Hackers and Developers Need to Hug it Out

At last week’s RSA Conference, developers and hackers shared the same stage and tried to iron out some of their differences.

The divide between developers and hackers is real. So, apparently, is the effort to bring them together and make them play nicely.

“It’s not just a knowledge gap, but an empathy gap,” said I Am The Cavalry founder Josh Corman during a panel discussion at last week’s RSA Conference. “One common thing between the two is that [hackers] are not the most soft-skilled, organically huggy group. But we’re fixing it.”

The panel brought together Corman, hacker Rob Graham of Errata Security ,and developer and Fuzzy.io CTO Evan Prodromou. It also demonstrated that some of the same old wounds and misunderstandings between makers and breakers still exist.

Graham—one who is certainly not shy on opinions—expressed his frustration with developers who, for example, will hardcode a backdoor password into their apps thinking no one will find it.

“Then along comes a 13-year-old who runs all the strings on your binary and uses them as a password to log in,” Graham said. “There’s this boundary developers have, and they think it’s theoretical and no one will figure it out.

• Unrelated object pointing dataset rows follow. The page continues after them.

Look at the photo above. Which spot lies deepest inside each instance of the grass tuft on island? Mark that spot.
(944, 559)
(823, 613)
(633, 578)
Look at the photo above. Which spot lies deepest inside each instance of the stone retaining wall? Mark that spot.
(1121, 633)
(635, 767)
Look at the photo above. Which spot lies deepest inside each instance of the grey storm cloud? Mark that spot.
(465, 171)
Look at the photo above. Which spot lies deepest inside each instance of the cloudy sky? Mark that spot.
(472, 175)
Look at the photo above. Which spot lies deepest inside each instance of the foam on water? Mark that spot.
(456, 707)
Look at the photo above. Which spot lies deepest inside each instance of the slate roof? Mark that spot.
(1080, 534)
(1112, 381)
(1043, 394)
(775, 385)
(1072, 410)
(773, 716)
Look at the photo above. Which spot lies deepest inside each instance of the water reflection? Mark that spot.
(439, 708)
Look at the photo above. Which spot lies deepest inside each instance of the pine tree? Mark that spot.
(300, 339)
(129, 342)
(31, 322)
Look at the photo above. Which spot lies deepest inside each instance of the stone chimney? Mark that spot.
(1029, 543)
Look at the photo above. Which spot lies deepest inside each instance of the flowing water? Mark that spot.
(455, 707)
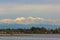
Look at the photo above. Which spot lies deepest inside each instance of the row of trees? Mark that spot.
(33, 30)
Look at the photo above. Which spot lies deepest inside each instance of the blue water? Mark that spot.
(32, 37)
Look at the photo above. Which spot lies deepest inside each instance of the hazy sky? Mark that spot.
(12, 9)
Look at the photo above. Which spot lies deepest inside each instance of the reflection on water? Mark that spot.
(32, 37)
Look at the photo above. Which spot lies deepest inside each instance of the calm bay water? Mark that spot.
(32, 37)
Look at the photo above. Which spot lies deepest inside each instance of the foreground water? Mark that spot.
(32, 37)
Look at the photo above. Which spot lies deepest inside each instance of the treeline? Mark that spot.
(33, 30)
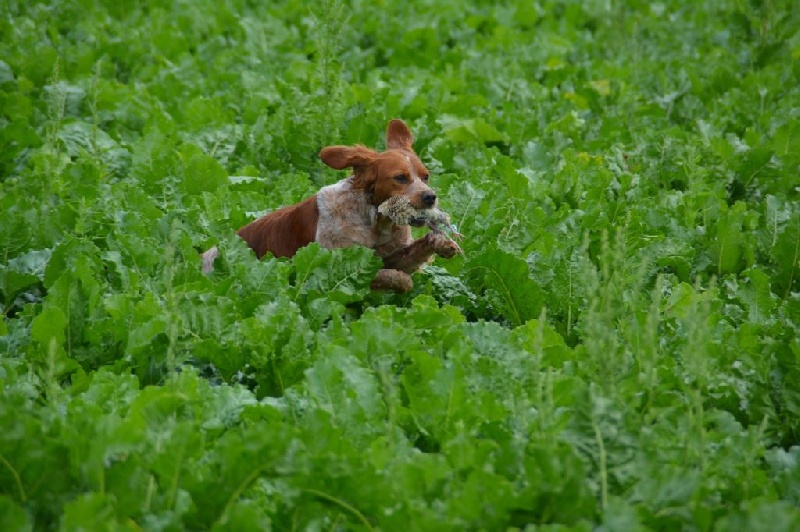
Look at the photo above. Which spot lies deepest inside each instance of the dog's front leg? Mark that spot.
(410, 258)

And sometimes it’s true, but it’s also the biggest failure that me as a breaker is exploiting.”

Prodromou said there are similar perceptions and misconceptions on both sides.

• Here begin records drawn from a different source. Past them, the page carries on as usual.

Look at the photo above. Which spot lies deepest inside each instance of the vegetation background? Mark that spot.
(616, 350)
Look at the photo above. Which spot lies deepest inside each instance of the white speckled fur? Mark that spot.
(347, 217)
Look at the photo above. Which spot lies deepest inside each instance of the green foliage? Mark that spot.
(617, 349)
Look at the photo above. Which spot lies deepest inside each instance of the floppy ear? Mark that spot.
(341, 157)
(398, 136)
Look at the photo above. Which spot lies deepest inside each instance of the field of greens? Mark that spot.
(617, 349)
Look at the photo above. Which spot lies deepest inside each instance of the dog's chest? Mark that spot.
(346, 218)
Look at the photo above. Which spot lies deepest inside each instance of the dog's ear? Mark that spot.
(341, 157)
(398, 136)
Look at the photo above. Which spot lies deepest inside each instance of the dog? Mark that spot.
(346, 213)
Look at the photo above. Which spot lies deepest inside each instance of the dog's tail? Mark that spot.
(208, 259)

“For people who are developing software, there is an idea that security people are borderline criminals or there are criminally avaricious consultants just out there trying to get money out of you.”

In between is Corman, a vocal proponent of DevOps who is concerned about the security of connected devices and the inevitable impact that vulnerabilities in automobiles, medical devices and other things running embedded, connected computers will have on physical safety. Poor relationships between developers and security researchers cannot be a barrier any longer, he said.
“We need [researchers]. This is about the rise of the ambassador class, and being the voice of reason,” Corman said. “It’s time to see the value of the breaker community and connect dots in ways that are less threatening.”

Things weren’t all gloom and doom. The panelists did concede that things such as vulnerability disclosure processes and bug bounties have opened lines of communication that did not exist 10-15 years ago, when, as Corman pointed out, Microsoft was sending cease-and-desist letters to hackers like Graham.

“Unless a company is prepared for it, [disclosure] hardly ever goes right,” Graham said. “If a company has no process in place, they create it on the fly to deal with this one bug, and whether it goes well is hit or miss. These days it’s increasingly standard for advanced companies to have a coordinated disclosure program or a bounty that handles these things.”

Corman encourages companies to put out a “welcome mat” for white hats, and pointed to General Motors’ recently announced bounty program which promised nothing more than not to sue researchers who find vulnerabilities.

“In seven days, GM had triple-digit submissions, and a double-digit number that were not known to them and were serious,” Corman said. “They fixed three in one week. Who thinks those bugs were found in just one business week? Anyone? They were availed the ability to something about it before it was attacked by having a welcome mat out.”